The bone scan I had done on Saturday was GOOD! It came back nice and clean. :)
Monday - A day I wish never happened. It was awful. It was human torture. Almost the worst pain I've been in. Kidney stones was right there with it. Anyway it was pretty bad. I wouldn't wish this on my worst enemy.
I thought and was told it would be done under twilight. I can totally handle this. EGH WRONG!!!!!
The doctor comes into the room to give the details for the procedure and answer any questions I may have. He explained that I would NOT be under any sedation or twilight. That in fact I would be awake and aware of exactly what was happening. That there was a 25% chance my lung would collapse and that there is a 35% chance of internal bleeding. All of which would be normal and there would be nothing they could really do for it. Oh yea! Who the hell signed me up for this? The Dr. was very matter of fact seemed to have no feelings or sympathy. At one point I said so your telling me your going to stick needles through my chest to my lungs and I'm going to feel all of it. Well we will give you some paid medication that should help. Ya let me just tell you the "Pain meds" he should of just saved them for the next patient it did NOTHING!!!!! I had a complete and total break down during that procedure. I knew it was coming eventually. I just didn't think it would be at that moment as I had four needles sticking out of my chest. The nurse says to me as I'm balling Whats wrong? Lets just say she is lucky I couldn't move at that moment. The last four weeks of my life have been very hard and this procedure put the icing on the cake. It was a reality check. This is only the beginning of what is to come. The worst part was when he removed the last needle. He said to me ok on three big breath in. Oh Dear GOD HELP ME! He pulled it out as fast and hard as possible. I'm not sure how my lung was not dangling on the end of it. I had extreme back pain. The nurse said yep its normal we probably hit a nerve. Oh gee well thanks can you fricking give me something to at least take the edge off. Two pain pills later still had an extreme amount of pain. It was very hard to breathe. I also had gargling of the blood from my lungs. That was disgusting and scary. So long as it was not more that 2-3 tablespoons of blood at a time it was considered normal. After the procedure I went to recovery for several hours. So long as I didn't move and kept my breathing suppressed I was ok. When it came time to stand up forget it. The drive home was a long torturous one. BUT BUT BUT I made it I'm here. Never EVER again. Oh the kicker was he told me there is a 10% chance this would need to be repeated. Hahahahahahahahahahaha ya right NOOOOOOOOOOOOOOOOOOOOOOOOOOOOOOOOOOOOO!!!!
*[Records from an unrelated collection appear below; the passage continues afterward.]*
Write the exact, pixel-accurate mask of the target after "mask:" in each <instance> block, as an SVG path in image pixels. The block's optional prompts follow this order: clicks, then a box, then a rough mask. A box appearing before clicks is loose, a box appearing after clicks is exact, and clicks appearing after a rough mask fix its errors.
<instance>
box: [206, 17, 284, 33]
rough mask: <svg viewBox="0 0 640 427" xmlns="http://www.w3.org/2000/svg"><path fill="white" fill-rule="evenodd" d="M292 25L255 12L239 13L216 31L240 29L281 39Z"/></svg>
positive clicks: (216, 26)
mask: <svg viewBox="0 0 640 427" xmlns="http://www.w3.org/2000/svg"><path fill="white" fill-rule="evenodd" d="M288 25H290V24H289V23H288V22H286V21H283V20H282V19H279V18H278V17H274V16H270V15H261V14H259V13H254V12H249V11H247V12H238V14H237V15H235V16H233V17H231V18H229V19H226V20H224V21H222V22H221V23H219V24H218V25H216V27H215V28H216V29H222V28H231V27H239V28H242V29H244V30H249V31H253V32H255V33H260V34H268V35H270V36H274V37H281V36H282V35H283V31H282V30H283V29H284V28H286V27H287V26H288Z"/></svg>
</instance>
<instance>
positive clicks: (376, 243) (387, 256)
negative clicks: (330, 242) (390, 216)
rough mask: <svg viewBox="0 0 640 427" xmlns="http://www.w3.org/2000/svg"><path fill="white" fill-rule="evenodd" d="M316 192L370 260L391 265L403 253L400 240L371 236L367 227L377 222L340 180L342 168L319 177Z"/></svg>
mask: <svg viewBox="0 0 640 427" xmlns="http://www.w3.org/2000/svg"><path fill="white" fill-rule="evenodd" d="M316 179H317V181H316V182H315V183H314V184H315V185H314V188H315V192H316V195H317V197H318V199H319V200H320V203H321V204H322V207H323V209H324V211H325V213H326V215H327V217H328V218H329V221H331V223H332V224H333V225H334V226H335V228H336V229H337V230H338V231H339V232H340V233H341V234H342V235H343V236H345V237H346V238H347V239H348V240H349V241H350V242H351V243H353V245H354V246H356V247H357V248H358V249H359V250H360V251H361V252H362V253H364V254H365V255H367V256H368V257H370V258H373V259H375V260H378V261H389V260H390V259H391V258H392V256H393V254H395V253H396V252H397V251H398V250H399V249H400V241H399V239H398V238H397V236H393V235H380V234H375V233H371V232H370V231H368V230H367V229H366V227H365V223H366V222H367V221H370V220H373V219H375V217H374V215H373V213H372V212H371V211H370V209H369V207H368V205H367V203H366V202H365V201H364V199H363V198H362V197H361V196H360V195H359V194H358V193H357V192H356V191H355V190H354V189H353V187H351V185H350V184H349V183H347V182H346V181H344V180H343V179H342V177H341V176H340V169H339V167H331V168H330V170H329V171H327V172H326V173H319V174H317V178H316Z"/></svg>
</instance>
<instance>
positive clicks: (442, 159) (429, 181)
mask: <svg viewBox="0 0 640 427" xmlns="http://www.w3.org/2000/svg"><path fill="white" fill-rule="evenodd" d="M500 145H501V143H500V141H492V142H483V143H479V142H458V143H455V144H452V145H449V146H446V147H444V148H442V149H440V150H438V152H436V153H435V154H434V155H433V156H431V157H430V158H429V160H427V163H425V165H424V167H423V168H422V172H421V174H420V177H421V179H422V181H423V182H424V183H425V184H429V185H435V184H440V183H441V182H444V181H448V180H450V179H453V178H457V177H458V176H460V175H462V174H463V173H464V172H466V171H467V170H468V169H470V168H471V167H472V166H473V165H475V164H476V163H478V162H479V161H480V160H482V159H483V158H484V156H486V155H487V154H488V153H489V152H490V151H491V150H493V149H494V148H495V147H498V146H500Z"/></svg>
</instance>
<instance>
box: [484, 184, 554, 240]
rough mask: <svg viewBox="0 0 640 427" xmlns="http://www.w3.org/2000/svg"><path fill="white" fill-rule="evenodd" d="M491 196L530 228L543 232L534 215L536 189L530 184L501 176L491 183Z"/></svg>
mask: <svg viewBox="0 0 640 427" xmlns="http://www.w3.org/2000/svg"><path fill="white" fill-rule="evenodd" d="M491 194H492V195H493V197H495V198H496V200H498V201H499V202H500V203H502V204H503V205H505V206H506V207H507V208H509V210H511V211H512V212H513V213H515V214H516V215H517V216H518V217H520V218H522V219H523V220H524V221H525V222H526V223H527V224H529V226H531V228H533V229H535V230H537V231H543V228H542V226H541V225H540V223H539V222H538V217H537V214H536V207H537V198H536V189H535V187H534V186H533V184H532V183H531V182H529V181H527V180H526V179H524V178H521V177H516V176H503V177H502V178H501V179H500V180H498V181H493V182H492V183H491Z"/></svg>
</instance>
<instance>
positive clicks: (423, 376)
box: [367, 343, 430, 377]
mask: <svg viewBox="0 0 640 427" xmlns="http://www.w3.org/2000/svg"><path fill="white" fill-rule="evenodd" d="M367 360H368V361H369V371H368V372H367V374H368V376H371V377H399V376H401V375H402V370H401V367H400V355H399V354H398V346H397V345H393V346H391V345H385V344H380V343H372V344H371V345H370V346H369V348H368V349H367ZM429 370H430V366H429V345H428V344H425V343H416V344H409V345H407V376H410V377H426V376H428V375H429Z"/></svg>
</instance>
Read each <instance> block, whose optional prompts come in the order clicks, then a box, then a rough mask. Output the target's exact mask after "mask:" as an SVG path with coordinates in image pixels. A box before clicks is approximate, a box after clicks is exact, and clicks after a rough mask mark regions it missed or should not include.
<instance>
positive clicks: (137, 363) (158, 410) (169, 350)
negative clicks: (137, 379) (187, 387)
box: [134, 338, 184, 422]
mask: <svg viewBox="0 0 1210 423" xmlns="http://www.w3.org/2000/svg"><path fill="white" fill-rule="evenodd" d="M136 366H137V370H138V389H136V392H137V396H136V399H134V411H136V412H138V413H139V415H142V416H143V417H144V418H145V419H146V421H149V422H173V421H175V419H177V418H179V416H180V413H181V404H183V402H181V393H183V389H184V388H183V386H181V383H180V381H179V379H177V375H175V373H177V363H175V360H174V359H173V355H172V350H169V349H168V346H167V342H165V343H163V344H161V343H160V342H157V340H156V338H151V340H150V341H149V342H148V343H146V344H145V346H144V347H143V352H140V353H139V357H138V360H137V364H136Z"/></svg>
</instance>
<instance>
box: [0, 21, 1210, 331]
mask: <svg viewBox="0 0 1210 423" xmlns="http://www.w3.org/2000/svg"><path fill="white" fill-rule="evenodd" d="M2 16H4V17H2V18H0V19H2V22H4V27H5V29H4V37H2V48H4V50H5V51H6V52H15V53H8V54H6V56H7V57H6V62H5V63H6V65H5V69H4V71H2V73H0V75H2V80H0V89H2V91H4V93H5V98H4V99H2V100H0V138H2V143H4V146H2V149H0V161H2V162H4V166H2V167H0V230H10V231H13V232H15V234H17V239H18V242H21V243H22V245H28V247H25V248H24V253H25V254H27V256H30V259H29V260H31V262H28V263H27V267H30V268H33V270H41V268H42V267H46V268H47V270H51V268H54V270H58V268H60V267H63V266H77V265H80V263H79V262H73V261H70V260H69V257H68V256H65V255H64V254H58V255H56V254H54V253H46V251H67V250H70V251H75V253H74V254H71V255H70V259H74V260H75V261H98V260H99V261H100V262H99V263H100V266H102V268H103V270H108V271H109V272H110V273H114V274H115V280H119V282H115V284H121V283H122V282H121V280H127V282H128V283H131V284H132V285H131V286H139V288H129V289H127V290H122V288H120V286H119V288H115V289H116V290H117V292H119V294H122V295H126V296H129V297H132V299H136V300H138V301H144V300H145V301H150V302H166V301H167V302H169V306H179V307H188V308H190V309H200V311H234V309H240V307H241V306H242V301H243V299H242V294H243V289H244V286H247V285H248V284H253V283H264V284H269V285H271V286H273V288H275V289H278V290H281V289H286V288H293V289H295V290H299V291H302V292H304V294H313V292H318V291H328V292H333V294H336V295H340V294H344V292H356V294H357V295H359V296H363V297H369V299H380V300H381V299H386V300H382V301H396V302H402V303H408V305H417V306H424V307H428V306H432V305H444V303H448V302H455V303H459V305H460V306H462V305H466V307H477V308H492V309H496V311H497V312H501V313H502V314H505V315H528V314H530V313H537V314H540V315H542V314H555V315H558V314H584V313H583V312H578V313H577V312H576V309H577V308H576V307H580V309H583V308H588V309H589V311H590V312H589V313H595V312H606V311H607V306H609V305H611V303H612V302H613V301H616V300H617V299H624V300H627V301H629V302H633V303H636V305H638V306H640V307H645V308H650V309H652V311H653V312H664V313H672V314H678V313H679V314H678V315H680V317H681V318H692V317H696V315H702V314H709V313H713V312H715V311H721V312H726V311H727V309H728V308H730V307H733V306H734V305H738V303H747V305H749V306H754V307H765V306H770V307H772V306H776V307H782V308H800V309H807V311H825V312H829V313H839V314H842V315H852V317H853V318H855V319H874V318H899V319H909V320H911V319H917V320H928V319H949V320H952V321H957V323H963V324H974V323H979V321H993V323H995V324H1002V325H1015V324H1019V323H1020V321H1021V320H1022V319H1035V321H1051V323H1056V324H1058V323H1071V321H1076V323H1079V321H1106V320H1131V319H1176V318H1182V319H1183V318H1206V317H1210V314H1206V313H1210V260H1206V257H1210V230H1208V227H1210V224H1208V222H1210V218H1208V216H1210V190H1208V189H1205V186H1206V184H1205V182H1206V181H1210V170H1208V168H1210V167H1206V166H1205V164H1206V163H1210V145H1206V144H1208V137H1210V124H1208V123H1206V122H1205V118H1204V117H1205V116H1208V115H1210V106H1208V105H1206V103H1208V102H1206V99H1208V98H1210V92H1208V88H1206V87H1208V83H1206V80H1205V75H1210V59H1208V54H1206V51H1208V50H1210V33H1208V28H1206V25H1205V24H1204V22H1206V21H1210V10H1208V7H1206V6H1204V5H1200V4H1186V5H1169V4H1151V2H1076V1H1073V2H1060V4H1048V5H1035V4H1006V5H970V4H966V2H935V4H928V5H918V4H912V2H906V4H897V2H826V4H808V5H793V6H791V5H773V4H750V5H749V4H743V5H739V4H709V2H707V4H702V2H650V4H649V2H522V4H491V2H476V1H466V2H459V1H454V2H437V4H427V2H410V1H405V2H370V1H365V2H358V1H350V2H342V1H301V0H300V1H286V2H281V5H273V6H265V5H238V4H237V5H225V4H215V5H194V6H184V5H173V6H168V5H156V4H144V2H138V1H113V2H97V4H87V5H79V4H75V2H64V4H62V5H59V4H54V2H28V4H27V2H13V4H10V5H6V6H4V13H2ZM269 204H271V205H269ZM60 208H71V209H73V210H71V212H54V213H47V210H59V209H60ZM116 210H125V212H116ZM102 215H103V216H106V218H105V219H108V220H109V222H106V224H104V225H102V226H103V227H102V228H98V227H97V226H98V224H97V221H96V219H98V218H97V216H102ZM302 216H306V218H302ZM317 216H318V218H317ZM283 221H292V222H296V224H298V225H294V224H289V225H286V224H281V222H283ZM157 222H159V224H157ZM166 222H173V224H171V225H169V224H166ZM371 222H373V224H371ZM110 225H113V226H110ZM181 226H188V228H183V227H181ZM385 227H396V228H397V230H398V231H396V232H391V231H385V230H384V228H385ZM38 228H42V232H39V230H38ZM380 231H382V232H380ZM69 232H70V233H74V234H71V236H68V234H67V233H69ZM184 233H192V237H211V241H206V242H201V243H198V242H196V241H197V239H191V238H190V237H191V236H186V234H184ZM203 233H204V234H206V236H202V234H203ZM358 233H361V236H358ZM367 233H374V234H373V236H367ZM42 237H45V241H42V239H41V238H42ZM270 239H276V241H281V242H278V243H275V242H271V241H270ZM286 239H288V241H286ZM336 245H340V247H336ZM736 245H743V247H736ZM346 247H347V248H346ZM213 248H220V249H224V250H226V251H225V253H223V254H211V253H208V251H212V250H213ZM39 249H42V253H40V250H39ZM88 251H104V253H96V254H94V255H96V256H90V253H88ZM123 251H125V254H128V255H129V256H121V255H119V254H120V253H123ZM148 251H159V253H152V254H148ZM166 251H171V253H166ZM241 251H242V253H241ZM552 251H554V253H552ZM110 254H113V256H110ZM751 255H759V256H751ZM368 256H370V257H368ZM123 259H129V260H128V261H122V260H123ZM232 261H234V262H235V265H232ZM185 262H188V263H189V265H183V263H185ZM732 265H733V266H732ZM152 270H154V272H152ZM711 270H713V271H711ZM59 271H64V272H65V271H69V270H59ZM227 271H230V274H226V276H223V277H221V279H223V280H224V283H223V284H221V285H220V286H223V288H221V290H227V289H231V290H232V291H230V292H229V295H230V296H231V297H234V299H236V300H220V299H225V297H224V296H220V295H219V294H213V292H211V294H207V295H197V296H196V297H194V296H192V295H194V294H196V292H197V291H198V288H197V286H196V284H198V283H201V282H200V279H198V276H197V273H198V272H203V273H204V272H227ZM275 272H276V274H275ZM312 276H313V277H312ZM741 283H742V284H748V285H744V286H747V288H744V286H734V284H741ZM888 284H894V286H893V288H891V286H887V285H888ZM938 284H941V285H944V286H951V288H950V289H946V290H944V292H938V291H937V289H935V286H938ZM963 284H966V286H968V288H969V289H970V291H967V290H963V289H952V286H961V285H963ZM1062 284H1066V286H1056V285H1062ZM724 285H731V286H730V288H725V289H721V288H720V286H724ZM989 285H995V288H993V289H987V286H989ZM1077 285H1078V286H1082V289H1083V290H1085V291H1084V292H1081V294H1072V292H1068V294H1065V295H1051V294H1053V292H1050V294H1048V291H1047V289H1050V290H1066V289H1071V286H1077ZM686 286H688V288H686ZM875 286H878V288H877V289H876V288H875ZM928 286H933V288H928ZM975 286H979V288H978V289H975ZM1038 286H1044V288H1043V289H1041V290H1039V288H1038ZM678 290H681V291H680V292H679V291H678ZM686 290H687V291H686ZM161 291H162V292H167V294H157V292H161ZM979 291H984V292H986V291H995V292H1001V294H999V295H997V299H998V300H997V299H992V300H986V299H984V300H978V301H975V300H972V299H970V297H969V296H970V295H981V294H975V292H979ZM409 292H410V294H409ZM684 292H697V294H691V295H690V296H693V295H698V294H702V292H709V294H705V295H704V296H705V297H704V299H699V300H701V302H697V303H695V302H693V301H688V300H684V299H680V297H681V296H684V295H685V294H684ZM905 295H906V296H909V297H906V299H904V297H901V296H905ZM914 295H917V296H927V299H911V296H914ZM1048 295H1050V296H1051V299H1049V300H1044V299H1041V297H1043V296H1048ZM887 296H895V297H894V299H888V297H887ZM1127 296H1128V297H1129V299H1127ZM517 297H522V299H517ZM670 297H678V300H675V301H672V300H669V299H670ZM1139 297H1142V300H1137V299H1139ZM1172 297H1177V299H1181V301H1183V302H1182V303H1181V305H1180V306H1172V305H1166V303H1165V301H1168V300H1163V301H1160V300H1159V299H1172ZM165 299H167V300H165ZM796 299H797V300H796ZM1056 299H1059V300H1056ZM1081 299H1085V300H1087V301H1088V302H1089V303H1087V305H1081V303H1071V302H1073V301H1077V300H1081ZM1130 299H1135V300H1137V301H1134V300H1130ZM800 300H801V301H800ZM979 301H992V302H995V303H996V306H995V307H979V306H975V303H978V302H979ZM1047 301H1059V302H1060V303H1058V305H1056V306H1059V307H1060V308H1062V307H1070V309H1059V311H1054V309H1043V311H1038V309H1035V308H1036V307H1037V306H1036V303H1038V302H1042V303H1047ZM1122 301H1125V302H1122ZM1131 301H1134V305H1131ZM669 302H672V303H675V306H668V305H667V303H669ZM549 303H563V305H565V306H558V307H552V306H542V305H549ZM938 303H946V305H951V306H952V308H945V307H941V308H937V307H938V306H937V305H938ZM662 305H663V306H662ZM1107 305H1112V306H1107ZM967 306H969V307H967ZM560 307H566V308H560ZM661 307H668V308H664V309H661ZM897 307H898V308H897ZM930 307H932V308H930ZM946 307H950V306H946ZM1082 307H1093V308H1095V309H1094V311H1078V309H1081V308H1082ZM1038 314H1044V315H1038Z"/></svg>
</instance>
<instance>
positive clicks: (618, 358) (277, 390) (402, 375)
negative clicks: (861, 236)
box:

This I thought was going to be the last test. But once again I am WRONG!
Today 8/25 Got the "CALL" yet again. I have a carcinoma tumor in the left lung. AHHHHHHHH!!!!
My treatment has changed I will start Chemo asap. My first Chemo session will be on 9/2. I will be scheduled for lung surgery asap and then will go back to finish chemo then the bi lateral mastectomy with reconstruction. When healed from all that a Hysterectomy. So when its all said and done I will be a bald, half lunged, postmenopausal woman with a great looking rack! :) Sounds like a ton of fun huh? BRING IT!!!!!!
So since chemo is starting sooner than I had planned I thought I would try and make this loosing the hair process as FUN as possible. Any ideas? I thought about getting several different hair cuts and taking fun girly pics with lots of makeup. Wig Shopping? MMMMMM not something I thought I'd ever do but theres a first for everything. WOOOOO they are expensive. I'm gonna go check out a wig place in Algonquin tomorrow. My understanding is they have over 2000 wigs.
I will be having a echocardiogram sometime over the next couple days, and will attend a chemo therapy teaching class where I will get my chemo schedule, prescriptions and details of my visits to the Kellogg Cancer Center.